Oksijensiz ortamda yaşayabilen ve sadece yaşamak suretiyle oksijen üreten bu bakteriler dünyanın ilk sakinleriydi. Tıpkı bizim karbondioksit ürettiğimiz gibi, onlar da oksijen üretiyorlardı. Bu bakteriler çoğaldılar, çoğaldılar, yeryüzünün her tarafını doldurdular. Ama çıkardıkları oksijen sonuçta kendilerini zehirleyen bir etki yaratmaya başladı. Sonunda atmosferi öyle bir şekilde değiştirdiler ki, kendi kendilerini yok ettiler. Tamamen de kaybolmuş değiller aslında, dünyanın en eski yaratıklarından okyanusların ve buzulların altında halen yaşayan çok az sayıda da olsa örnek var.
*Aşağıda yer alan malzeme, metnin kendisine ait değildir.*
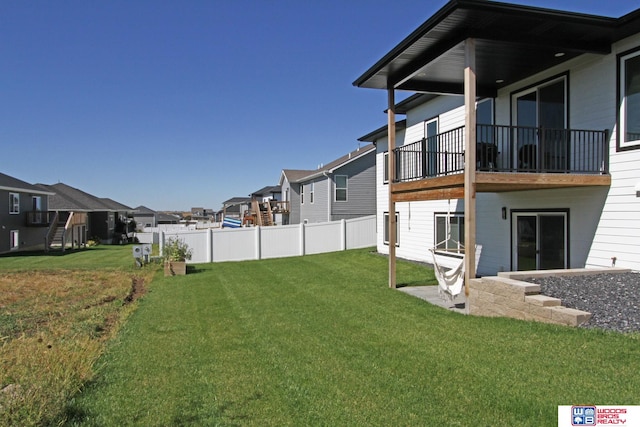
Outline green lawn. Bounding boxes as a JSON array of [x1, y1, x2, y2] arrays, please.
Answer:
[[58, 250, 640, 426]]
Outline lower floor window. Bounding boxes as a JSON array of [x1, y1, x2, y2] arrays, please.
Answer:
[[9, 230, 20, 249], [384, 212, 400, 246], [435, 214, 464, 254]]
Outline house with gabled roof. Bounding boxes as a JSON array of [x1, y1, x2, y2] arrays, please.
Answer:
[[218, 197, 251, 222], [37, 182, 133, 245], [353, 0, 640, 287], [0, 173, 54, 253], [279, 145, 376, 224]]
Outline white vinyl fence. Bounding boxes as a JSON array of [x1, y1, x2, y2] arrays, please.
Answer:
[[156, 215, 376, 264]]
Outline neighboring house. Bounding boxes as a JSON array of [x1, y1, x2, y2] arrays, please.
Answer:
[[132, 205, 158, 231], [37, 183, 133, 245], [354, 0, 640, 287], [218, 197, 251, 222], [0, 173, 53, 253], [157, 212, 181, 225], [248, 185, 289, 225], [280, 145, 376, 224]]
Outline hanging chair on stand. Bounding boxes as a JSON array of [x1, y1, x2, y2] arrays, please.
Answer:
[[429, 201, 482, 303]]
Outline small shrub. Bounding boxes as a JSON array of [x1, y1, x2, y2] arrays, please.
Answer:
[[162, 237, 193, 261]]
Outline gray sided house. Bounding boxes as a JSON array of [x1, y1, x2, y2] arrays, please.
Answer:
[[38, 183, 133, 244], [133, 205, 158, 231], [0, 173, 53, 253], [248, 185, 289, 225], [280, 145, 376, 224], [219, 197, 251, 221]]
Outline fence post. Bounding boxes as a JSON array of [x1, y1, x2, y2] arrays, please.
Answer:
[[158, 231, 165, 256], [255, 225, 262, 259]]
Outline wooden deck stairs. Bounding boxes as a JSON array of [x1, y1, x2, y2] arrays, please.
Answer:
[[251, 200, 274, 226]]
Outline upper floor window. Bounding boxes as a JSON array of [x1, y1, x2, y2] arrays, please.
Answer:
[[9, 230, 20, 250], [336, 175, 347, 202], [618, 49, 640, 148], [9, 193, 20, 214]]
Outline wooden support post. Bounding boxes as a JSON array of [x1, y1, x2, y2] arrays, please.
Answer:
[[464, 39, 476, 298], [387, 87, 397, 288]]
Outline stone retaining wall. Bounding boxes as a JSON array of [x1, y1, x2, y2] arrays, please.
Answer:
[[467, 270, 602, 326]]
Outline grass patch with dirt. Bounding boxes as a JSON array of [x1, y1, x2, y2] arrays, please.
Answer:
[[62, 250, 640, 427], [0, 247, 156, 426]]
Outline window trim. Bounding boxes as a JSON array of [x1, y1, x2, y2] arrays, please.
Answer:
[[433, 212, 465, 257], [616, 46, 640, 151], [9, 192, 20, 215], [382, 211, 400, 248], [9, 230, 20, 251], [333, 175, 349, 202]]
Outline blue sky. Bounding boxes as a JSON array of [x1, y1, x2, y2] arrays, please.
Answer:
[[0, 0, 638, 210]]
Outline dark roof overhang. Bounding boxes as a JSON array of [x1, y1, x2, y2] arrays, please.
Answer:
[[358, 120, 407, 144], [353, 0, 624, 97]]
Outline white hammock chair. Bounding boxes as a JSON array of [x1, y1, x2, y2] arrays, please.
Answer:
[[429, 245, 482, 302], [429, 200, 482, 302]]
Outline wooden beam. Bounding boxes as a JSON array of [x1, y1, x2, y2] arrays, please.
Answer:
[[390, 173, 464, 193], [464, 39, 476, 300], [387, 90, 398, 289], [392, 187, 464, 202], [476, 172, 611, 191]]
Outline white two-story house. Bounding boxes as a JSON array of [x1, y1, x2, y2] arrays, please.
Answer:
[[354, 0, 640, 286]]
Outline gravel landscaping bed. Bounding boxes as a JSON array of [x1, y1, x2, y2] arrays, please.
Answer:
[[525, 272, 640, 332]]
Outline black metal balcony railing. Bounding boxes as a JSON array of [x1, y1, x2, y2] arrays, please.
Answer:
[[27, 211, 55, 227], [394, 125, 609, 182]]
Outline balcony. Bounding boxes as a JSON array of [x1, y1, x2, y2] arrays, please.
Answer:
[[391, 125, 611, 201], [26, 211, 55, 227]]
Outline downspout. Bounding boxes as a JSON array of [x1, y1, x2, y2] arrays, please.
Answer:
[[322, 171, 333, 222], [387, 87, 397, 289], [464, 39, 476, 300]]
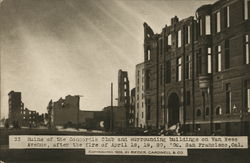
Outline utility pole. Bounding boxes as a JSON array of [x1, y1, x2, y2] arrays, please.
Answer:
[[76, 95, 83, 130], [110, 83, 114, 133]]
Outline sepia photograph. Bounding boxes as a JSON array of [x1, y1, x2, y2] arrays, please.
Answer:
[[0, 0, 250, 163]]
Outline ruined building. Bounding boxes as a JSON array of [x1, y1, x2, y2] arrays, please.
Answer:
[[135, 63, 146, 128], [144, 0, 250, 135], [8, 91, 44, 127], [47, 95, 80, 126], [118, 70, 130, 126], [128, 88, 135, 127], [118, 70, 130, 107], [8, 91, 23, 123]]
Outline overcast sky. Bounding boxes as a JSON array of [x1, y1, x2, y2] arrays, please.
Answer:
[[0, 0, 215, 117]]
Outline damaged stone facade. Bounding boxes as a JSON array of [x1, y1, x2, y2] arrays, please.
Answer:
[[144, 0, 250, 135]]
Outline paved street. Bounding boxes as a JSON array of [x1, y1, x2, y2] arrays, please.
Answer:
[[0, 129, 250, 163]]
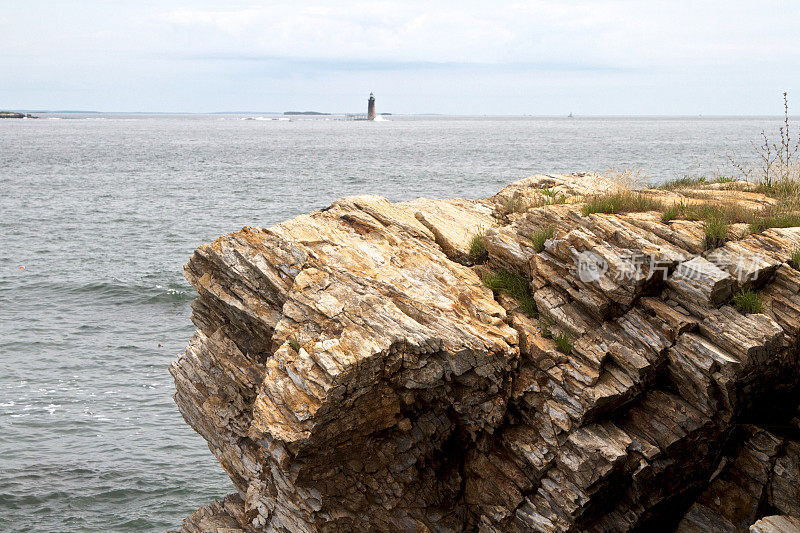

Tabii biz bakterilerden daha zeki olduğumuzu düşünmeyi seviyoruz. Hayatlarımızı ona göre uyarlarız diyoruz. Ama bu bence pek de doğru değil. İnsanlar da diğer organizmalar gibi. Bütün organizmalar sistemi kendi avantajlarına göre maksimize etmeye, en iyi hale getirmeye çalışırlar. Bütün kaynakları tüketmeye ve bunu o kaynak ortadan kalkana kadar yapmaya devam ederler. Bütün organizmalar böyledir. Ekonomik sistemimizin de üzerinde durduğu şey maksimum üretimdir. Bugün dünyadaki her ülke batı ülkeleri gibi olmak istiyor, aynı hayat tarzı, aynı klimalar, aynı cihazlar. Biz Batı’da insanları düşünmeye alıştırıyoruz, bunun içinde eğitiliyoruz. Ama bence eylemler sözden daha etkilidir. Biz bu yolda yürümeye devam edersek, bakterilerden daha akıllı filan olmadığımızı, tıpkı ilk anaerobik bakteriler gibi davrandığımızı, onların yaptığının aynını yaptığımızı göstereceğiz. Sistemin sınırlarını aşana kadar yapabilirsin de bunu, ama aştığın anda sistem çöker.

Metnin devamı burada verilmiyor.